Money velocity declines when interest rates decline because the demand for real cash balances increases when the opportunity cost of those cash balances is low. That is, if interest rates are at 10%, then you won’t leave cash sitting around idle; it becomes a hot-potato and either gets reinvested in term loans or other assets, or spent. On the other hand if term interest rates are at 0%, then what’s the hurry? The chart below (source: Bloomberg) shows the simple relationship since the early 1990s between 5-year Treasury rates and M2 velocity. This is not a mystery – it has been a critical part of monetarist theory since the 1970s.
You can see that there is a modest conundrum, since interest rates bottomed a couple of years ago but money velocity has continued to sag. I don’t see this as a major mystery; it makes sense to me that there could be some nonlinearities in this relationship near and below the 0% level that we just don’t have enough data to resolve. These nonlinearities have certainly made forecasting more difficult and led generally to forecasts that were modestly too high compared with actual inflation outturns. Again, there’s no mystery about why the forecast misses – the mystery is why money velocity has remained low while interest rates have bounced (we believe economic policy uncertainty has led people to hold somewhat higher real cash balances than they otherwise would, but that’s just a hypothesis). At some point, higher interest rates will snap money velocity back as it gets too ‘expensive’ to leave cash balances sitting around. But this hasn’t happened yet.
Meanwhile, money growth has been slowing. It is still rising faster than 5% per annum, which means that if money velocity was stable and potential GDP growth is 2.5% then we would see the GDP Deflator rising at 2.5%. So money growth is still a bit too fast, unless money velocity is going to decline forever. But it is better at 5% than at 8%, to be sure.
Credit growth has also been slowing, as the chart below shows.
Now, regardless of what you read credit growth has essentially no relation to money velocity. Obviously, credit growth has been fairly rapid – as money velocity continued to sag – and is now slowing – as money velocity has continued to sag. It is moderately better connected to M2 growth, so it tends to reinforce the notion that money growth is slowing somewhat, but people who are saying that velocity will continue to slow because banks are slowing loan growth need to explain why rapid growth didn’t lead to velocity acceleration. One-way relationships in economics are pretty rare.
I doubt very seriously that M2 growth is about to drop off a cliff. The Fed’s rate hikes and any balance sheet reduction is not going to affect money supply growth while bank reserves are still “abundant,” to use the Fed’s phrase. Banks are neither capital nor reserve-constrained at the moment, so a decline in credit growth is either coming from the supply side as banks voluntarily reduce loan growth perhaps because credit quality is diminishing, or it is demand side as borrowers are not seeing the growth opportunities that require financing.

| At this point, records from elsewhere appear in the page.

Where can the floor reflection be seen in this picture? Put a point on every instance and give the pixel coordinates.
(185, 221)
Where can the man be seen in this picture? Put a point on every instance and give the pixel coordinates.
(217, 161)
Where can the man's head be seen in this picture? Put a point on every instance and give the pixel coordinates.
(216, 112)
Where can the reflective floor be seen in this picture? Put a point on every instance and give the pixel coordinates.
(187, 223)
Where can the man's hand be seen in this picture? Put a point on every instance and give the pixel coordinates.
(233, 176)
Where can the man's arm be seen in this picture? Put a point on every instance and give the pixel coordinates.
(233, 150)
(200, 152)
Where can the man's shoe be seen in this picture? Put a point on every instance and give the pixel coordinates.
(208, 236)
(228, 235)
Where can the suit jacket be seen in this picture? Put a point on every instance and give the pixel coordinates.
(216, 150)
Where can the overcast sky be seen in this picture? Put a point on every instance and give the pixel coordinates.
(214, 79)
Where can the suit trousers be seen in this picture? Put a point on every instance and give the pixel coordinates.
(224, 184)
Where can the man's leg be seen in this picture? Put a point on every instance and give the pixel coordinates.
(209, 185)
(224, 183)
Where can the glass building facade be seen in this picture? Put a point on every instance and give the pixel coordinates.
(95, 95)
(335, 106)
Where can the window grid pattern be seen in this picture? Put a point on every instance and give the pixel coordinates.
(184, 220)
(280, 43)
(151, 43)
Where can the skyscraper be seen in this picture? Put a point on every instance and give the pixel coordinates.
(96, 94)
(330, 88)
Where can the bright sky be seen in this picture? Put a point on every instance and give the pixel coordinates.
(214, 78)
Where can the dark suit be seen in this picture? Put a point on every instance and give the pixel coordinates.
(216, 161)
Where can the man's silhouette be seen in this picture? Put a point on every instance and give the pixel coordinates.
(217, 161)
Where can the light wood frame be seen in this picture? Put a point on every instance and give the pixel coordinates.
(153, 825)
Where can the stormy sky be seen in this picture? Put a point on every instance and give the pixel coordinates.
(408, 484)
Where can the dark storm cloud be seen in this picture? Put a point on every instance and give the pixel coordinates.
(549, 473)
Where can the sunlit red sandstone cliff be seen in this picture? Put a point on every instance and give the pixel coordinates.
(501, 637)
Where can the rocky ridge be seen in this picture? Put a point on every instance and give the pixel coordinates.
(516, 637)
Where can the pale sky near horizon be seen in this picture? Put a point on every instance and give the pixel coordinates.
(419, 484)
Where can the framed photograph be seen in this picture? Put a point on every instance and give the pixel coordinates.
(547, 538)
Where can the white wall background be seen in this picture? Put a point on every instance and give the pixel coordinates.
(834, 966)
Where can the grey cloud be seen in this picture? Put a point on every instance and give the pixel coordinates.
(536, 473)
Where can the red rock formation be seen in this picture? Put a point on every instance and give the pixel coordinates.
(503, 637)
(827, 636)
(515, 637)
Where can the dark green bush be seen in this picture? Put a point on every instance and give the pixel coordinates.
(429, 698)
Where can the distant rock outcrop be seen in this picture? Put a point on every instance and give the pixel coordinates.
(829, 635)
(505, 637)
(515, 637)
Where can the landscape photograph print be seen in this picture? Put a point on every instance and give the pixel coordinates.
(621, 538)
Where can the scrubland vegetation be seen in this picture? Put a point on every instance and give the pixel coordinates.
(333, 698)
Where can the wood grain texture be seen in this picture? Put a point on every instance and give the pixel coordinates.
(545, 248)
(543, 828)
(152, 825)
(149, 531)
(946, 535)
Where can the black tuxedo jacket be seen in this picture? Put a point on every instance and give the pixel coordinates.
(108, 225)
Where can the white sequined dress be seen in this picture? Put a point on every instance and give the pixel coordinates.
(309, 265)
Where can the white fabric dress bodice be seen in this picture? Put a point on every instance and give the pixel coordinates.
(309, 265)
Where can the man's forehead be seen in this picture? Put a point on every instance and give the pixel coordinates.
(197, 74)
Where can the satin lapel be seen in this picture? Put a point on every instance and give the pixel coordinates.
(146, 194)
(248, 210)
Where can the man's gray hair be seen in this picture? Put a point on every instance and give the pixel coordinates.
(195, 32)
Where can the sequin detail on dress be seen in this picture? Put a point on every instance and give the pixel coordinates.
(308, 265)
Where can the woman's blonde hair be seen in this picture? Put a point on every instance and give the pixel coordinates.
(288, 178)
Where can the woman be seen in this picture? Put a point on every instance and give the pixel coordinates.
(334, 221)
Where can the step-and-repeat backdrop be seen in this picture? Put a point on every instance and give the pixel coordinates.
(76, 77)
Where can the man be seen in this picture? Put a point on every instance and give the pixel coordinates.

Money growth is still, and always, something to keep an eye on. But, just as changes in velocity dominated changes in money growth when velocity was falling, velocity changes will dominate changes in money growth when (if?) money velocity starts to rise. As the first chart above shows, velocity when interest rates were “normal” was around 1.8 or higher. I invite you to go to the calculator on the Enduring Investments website and play around using a starting money velocity of 1.43 to see what sort of money supply contraction is required to keep inflation low, if velocity returns to 1.80 over some period of time.
And then, realize that M2 has not declined on a y/y basis as far back as the Fed has records on FRED (about 1960). It seems unlikely to do so now. This leaves few low-inflation exit paths as long as money velocity isn’t permanently dead.
I think the decline in credit growth has implications, but they are mainly implications for growth and not for inflation. Along with the weakness that is starting to be seen in some other areas of the economy (e.g. autos, until the hurricanes caused some “forced replacement”), I think this could be seen as a harbinger of a potential recession in 2018.